More complicated operations to create new columns

In [0]:
df.withColumn("doubletime", df["time"]*2).show(5)

+----------+------+----------+
|      time|action|doubletime|
+----------+------+----------+
|1469501107|  Open|2939002214|
|1469501147|  Open|2939002294|
|1469501202|  Open|2939002404|
|1469501219|  Open|2939002438|
|1469501225|  Open|2939002450|
+----------+------+----------+
only showing top 5 rows



In [0]:
df.withColumn("add_one_time", df["time"] + 1).show()

+----------+------+------------+
|      time|action|add_one_time|
+----------+------+------------+
|1469501107|  Open|  1469501108|
|1469501147|  Open|  1469501148|
|1469501202|  Open|  1469501203|
|1469501219|  Open|  1469501220|
|1469501225|  Open|  1469501226|
|1469501234|  Open|  1469501235|
|1469501245|  Open|  1469501246|
|1469501246|  Open|  1469501247|
|1469501248|  Open|  1469501249|
|1469501256|  Open|  1469501257|
|1469501264|  Open|  1469501265|
|1469501266|  Open|  1469501267|
|1469501267|  Open|  1469501268|
|1469501269|  Open|  1469501270|
|1469501271|  Open|  1469501272|
|1469501282|  Open|  1469501283|
|1469501285|  Open|  1469501286|
|1469501291|  Open|  1469501292|
|1469501297|  Open|  1469501298|
|1469501303|  Open|  1469501304|
+----------+------+------------+
only showing top 20 rows



In [0]:
df.withColumn("half_time", df["time"]/2).show(5)

+----------+------+-------------+
|      time|action|    half_time|
+----------+------+-------------+
|1469501107|  Open|7.347505535E8|
|1469501147|  Open|7.347505735E8|
|1469501202|  Open| 7.34750601E8|
|1469501219|  Open|7.347506095E8|
|1469501225|  Open|7.347506125E8|
+----------+------+-------------+
only showing top 5 rows



In [0]:
df.withColumn("half_time", df["time"]/2)

Out[32]: DataFrame[time: bigint, action: string, half_time: double]

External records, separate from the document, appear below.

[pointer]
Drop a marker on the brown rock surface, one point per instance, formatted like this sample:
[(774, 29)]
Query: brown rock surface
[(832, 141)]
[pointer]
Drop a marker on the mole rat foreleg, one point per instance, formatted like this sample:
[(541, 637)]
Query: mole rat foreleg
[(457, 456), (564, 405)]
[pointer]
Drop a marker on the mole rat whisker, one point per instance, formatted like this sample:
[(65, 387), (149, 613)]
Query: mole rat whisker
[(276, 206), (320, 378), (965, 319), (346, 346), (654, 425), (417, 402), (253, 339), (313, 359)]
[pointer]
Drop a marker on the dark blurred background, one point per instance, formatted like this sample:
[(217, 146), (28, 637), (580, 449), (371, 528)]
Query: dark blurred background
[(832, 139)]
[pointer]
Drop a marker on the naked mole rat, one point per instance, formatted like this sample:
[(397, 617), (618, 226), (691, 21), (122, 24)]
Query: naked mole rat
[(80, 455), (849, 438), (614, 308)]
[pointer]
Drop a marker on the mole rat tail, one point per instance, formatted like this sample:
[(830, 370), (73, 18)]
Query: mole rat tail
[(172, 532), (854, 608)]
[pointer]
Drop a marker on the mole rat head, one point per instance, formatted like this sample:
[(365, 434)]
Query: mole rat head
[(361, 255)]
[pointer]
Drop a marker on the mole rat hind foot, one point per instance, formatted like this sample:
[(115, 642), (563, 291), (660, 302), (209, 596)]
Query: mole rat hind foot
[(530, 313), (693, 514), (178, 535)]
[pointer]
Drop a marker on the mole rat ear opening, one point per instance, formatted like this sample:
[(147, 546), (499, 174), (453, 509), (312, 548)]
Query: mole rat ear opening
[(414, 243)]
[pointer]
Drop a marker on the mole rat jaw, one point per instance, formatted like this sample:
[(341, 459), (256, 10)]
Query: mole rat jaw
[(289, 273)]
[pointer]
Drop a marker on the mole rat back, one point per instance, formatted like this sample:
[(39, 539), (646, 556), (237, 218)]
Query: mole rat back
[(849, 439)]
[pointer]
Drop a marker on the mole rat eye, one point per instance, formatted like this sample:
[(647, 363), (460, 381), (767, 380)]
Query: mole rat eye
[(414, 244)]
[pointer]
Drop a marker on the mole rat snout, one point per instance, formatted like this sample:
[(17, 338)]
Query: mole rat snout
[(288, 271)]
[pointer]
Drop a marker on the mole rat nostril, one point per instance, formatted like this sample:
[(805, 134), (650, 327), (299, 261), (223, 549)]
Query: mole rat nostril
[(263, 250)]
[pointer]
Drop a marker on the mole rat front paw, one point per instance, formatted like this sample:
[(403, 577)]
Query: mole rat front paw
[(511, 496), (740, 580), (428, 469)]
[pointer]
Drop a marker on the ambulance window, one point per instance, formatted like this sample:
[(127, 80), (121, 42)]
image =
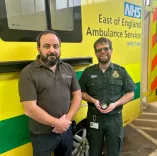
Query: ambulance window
[(26, 18), (147, 2)]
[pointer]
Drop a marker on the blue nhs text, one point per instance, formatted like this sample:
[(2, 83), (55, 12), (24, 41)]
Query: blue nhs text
[(132, 10)]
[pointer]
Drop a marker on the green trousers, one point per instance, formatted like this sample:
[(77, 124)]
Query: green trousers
[(110, 128)]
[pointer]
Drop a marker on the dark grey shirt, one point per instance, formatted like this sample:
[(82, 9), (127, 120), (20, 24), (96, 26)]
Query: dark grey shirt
[(51, 90)]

We'll discuss much more complicated operations later on!

### Using SQL

To use SQL queries directly with the dataframe, you will need to register it to a temporary view:

In [0]:
df.createOrReplaceTempView("IoT")

In [0]:
sql_results = spark.sql("SELECT * FROM IoT")

In [0]:
sql_results.show()

+----------+------+
|      time|action|
+----------+------+
|1469501107|  Open|
|1469501147|  Open|
|1469501202|  Open|
|1469501219|  Open|
|1469501225|  Open|
|1469501234|  Open|
|1469501245|  Open|
|1469501246|  Open|
|1469501248|  Open|
|1469501256|  Open|
|1469501264|  Open|
|1469501266|  Open|
|1469501267|  Open|
|1469501269|  Open|
|1469501271|  Open|
|1469501282|  Open|
|1469501285|  Open|
|1469501291|  Open|
|1469501297|  Open|
|1469501303|  Open|
+----------+------+
only showing top 20 rows



We won't really be focusing on using the SQL syntax for this course in general, but keep in mind it is always there for you to get you out of bind quickly with your SQL skills!

Alright that is all we need to know for now!